Zaid Al-Kadhimi, MD
Associate Professor, Hematology & Medical Oncology
Emory University School of Medicine
Office: The Emory Clinic, Bldg. B
Phone: (404) 778-5984
Fax: (404) 778-3110
For all patient inquiries or appointment requests, please dial (404) 778-1900.
Dr. Zaid Al-Kadhimi joined the Emory faculty in 2014. Prior to his arrival, he worked at Karmanos Cancer Institute at Wayne Staye University in the Bone Marrow Transplant and Immunotherapy program. He is currently a member of the clinical team in the Bone Marrow and Stem Cell Transplant Center at Winship Cancer Institute. He is also a member of the Discovery and Developmental Therapeutics Research Program at Winship.
Dr. Al-Kadhimi's research and training has covered several areas of cancer immunotherapy including adoptive immunotherapy clinical trials, development of Chimeric antigen receptor re-directed T lymphocytes (CARS) targeting various cancers. Additionally, he has worked in the laboratory to analyze G-CSF mobilized grafts for various immune suppressive cellular components, which helped in developing applications to deplete these immune suppressive cells and improve immune reconstitution post-transplant. In the past decade, he has opened several investigator initiated therapeutic trials in autologous, allogeneic related, unrelated, and haplo identical hematopoietic stem cell transplants.
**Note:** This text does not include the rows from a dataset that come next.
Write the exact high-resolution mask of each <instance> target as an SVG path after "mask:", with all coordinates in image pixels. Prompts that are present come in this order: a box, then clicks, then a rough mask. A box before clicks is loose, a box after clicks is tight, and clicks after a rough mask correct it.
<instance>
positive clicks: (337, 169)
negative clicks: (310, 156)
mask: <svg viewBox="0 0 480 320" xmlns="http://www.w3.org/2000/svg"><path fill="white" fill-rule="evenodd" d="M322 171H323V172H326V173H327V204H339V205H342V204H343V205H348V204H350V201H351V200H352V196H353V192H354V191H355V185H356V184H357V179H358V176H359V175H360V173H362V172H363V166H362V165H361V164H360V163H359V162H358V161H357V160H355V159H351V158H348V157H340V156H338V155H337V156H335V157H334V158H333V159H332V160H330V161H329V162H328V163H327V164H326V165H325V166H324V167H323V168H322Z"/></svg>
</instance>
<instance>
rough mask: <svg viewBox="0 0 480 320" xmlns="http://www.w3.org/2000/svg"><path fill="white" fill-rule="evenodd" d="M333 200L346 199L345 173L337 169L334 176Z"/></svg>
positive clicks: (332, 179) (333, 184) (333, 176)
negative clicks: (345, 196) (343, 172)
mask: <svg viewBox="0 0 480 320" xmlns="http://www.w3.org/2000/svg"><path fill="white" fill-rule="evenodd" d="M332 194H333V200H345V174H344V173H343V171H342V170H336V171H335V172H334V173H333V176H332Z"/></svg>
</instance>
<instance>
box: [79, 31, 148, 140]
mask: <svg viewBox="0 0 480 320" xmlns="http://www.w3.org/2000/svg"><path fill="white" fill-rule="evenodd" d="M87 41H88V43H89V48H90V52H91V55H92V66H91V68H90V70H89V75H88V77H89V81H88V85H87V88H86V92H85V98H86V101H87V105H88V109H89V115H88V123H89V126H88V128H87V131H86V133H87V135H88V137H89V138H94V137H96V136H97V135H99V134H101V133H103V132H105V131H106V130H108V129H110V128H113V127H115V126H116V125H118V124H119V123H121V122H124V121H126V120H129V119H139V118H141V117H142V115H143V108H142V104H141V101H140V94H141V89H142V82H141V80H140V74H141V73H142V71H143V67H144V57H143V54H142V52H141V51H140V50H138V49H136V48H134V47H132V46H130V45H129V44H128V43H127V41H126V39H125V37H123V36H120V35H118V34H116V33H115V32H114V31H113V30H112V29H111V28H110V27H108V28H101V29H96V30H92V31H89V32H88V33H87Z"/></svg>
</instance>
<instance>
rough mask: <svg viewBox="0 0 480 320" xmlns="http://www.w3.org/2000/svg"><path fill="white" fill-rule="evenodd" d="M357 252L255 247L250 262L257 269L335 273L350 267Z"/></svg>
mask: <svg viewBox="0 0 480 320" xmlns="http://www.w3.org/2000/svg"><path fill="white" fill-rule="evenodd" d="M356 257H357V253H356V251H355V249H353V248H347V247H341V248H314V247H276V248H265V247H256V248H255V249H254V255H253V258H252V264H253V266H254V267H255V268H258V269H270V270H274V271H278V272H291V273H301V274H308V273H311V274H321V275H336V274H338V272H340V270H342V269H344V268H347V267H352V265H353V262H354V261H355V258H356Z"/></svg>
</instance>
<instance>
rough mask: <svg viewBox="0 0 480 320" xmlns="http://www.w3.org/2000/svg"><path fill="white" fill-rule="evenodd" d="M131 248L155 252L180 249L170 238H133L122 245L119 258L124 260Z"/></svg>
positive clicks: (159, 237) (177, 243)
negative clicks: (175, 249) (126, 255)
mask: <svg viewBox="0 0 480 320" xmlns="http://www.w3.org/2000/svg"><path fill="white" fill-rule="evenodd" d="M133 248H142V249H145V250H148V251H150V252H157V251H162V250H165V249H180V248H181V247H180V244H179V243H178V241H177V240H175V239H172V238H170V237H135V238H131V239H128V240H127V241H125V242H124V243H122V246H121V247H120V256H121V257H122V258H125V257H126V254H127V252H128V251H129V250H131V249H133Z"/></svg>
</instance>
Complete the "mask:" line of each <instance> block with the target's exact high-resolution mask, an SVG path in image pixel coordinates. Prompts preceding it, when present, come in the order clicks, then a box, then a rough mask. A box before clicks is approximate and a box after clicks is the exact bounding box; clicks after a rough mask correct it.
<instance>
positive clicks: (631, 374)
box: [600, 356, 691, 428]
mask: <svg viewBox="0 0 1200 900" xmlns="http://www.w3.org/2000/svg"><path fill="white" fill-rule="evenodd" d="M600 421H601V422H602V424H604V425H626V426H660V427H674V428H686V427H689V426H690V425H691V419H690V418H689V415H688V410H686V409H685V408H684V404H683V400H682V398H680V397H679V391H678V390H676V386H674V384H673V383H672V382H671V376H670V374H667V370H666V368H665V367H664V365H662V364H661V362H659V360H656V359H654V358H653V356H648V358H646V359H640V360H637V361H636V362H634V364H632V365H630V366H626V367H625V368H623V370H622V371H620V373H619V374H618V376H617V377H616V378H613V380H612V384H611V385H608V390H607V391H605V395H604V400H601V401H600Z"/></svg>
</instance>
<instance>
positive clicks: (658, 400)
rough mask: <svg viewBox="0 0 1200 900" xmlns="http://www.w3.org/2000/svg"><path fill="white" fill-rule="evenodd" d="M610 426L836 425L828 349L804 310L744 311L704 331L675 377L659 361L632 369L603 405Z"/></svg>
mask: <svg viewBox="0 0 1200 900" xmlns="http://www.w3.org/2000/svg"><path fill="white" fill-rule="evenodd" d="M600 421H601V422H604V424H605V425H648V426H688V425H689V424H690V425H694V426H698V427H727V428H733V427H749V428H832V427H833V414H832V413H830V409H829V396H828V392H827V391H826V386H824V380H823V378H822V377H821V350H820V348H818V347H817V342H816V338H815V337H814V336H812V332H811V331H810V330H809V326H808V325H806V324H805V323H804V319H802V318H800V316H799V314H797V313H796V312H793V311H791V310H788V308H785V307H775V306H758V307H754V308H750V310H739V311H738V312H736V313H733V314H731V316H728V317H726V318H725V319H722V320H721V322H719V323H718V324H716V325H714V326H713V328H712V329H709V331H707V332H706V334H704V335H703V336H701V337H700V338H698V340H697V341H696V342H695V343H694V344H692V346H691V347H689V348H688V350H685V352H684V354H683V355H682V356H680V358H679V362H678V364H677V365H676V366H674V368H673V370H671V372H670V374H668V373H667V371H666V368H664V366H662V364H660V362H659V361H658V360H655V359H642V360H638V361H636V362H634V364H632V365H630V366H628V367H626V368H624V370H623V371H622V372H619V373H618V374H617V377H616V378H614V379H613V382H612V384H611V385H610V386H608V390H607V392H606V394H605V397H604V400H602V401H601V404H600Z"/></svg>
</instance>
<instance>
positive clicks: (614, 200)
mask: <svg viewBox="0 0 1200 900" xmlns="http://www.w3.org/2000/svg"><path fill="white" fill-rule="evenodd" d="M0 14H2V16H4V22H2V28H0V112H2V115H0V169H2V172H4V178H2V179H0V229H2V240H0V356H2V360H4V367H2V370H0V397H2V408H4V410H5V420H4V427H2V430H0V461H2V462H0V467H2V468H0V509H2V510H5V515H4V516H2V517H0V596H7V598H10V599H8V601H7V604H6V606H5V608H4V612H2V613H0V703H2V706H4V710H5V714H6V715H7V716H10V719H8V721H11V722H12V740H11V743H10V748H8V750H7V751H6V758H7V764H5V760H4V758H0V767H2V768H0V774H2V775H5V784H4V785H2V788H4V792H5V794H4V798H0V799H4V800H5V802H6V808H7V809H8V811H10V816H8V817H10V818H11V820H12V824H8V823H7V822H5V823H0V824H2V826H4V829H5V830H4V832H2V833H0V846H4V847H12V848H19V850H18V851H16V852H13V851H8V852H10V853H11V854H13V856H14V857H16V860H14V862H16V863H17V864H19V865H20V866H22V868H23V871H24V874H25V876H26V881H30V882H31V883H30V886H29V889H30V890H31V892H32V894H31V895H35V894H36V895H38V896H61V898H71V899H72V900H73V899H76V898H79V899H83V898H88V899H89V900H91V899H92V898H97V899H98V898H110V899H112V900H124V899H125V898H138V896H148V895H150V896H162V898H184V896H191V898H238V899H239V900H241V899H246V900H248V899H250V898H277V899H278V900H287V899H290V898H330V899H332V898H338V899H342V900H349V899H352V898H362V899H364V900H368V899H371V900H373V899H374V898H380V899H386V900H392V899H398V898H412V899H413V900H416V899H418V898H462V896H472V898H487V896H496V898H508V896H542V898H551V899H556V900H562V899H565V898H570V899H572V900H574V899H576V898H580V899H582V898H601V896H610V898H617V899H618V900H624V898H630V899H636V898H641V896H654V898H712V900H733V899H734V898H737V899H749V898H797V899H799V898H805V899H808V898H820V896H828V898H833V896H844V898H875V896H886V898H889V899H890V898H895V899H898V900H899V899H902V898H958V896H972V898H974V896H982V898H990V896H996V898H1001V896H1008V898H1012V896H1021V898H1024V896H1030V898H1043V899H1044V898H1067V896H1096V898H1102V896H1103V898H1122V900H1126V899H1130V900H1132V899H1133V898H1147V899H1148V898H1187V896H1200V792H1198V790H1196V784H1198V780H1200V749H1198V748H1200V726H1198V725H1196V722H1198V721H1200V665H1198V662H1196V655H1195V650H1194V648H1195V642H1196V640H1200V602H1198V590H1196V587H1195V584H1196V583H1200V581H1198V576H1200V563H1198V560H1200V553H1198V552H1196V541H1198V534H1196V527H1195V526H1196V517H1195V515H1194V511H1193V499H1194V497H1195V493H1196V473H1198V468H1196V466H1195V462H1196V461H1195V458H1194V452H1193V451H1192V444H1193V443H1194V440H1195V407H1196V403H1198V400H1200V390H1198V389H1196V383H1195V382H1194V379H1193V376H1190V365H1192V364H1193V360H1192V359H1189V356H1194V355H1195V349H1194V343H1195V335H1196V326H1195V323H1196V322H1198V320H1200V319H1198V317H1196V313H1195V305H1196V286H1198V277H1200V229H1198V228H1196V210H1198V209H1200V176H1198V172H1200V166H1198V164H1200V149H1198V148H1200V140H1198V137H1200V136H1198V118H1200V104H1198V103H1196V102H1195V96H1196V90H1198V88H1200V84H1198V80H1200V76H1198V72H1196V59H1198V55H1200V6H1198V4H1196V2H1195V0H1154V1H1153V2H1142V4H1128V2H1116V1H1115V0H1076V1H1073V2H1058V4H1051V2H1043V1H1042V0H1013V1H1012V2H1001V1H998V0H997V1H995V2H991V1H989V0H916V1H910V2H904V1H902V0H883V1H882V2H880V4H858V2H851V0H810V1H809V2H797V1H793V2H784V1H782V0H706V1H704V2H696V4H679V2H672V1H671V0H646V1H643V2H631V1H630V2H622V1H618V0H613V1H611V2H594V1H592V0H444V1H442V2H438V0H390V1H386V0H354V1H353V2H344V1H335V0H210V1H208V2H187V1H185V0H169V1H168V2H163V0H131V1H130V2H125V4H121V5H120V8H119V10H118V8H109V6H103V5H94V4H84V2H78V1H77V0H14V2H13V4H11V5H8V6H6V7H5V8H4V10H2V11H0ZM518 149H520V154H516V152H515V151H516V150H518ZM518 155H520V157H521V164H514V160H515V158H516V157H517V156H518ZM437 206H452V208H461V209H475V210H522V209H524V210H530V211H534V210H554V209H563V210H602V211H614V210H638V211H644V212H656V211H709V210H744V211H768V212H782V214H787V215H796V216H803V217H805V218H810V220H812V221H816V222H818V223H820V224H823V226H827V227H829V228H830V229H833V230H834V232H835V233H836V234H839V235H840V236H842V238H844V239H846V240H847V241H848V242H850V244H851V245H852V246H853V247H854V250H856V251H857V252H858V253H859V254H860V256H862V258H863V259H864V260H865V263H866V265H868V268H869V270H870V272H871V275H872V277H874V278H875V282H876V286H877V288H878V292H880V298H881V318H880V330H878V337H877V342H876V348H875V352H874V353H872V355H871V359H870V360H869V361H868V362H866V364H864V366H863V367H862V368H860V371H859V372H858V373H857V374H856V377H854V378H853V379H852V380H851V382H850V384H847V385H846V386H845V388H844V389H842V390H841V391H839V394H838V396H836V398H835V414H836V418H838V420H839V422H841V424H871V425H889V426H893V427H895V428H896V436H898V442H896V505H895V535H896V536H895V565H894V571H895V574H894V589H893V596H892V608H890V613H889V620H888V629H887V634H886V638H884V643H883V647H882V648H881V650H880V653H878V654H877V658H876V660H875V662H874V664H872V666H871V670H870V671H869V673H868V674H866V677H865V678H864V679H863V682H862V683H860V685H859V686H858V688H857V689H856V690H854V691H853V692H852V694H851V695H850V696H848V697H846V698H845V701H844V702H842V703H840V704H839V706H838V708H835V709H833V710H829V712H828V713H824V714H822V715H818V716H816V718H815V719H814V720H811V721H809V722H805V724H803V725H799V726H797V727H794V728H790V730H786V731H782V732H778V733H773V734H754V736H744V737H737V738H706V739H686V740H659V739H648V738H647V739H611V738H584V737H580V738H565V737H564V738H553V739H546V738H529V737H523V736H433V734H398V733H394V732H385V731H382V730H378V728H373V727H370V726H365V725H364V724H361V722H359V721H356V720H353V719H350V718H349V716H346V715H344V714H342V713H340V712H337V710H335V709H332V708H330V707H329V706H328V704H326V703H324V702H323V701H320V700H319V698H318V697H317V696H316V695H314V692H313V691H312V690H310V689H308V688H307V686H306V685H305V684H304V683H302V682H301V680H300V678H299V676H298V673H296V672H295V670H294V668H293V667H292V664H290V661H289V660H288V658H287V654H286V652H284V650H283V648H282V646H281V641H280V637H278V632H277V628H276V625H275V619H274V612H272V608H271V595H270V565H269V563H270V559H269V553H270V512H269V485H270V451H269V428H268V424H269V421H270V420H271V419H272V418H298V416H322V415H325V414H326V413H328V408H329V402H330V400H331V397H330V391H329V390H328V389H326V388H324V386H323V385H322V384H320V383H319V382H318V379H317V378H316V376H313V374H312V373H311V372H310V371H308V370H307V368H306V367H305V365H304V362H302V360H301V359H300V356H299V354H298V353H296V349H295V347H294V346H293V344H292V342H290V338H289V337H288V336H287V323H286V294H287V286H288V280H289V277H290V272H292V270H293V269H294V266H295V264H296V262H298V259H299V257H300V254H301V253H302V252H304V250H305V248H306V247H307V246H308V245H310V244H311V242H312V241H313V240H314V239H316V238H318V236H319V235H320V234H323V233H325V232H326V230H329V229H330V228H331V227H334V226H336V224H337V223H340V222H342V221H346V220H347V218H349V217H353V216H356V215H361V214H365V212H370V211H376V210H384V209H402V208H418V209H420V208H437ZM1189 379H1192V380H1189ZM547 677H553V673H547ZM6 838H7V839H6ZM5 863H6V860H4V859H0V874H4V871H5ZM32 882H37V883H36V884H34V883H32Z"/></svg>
His primary area of interest is transplant immunology and applications to use both autologous and allogeneic transplants as platforms for cellular therapy and cancer immunotherapy. One exciting accomplishment is the low rate of aGVHD and good survival in MUDs with Tacrolimus/Sirolimus and Thymoglobulin Phase II trial. Encouraging long term outcomes were observed with very low long term complication incidence and quality of life.
- Depletion of immune suppressor cells from autologous graft with the goal of improving immune reconstitution and anti-tumor immune response post-transplant. In a small investigator initiated trial with immune correlative studies (day 15 lymphocyte/ monocyte recovery and phenotype), which can be compared with base line. Preliminary data can be used for a R21 proposal. Such trial has a potential of changing the paradigm of autologous transplant.
- Prevention of GVHD both acute and chronic post unrelated transplants (From HLA 8/8 and 7/8 matched donors). Based on encouraging results we observed in reducing GVHD rates with triple immune suppression strategy, I hope to further develop this regimen to reduce non relapse mortality (NRM) at 1 and 5 years post-transplant. Reducing NRM without increasing relapse can improve overall transplant outcomes. Furthermore, this strategy can be well complemented with low dose DLI post-transplant to further prevent relapse.
- Develop haploidentical transplant. I will focus on having a transplant platform of: enriched donor innate immune cells, enriched host homeostatic cytokines, and depleted donor adaptive immune cells early post-transplant. Such a platform will allow for in vivodonor innate cell activating interventions with the goal of generating allo reactive innate immune response (GVL) without GVHD.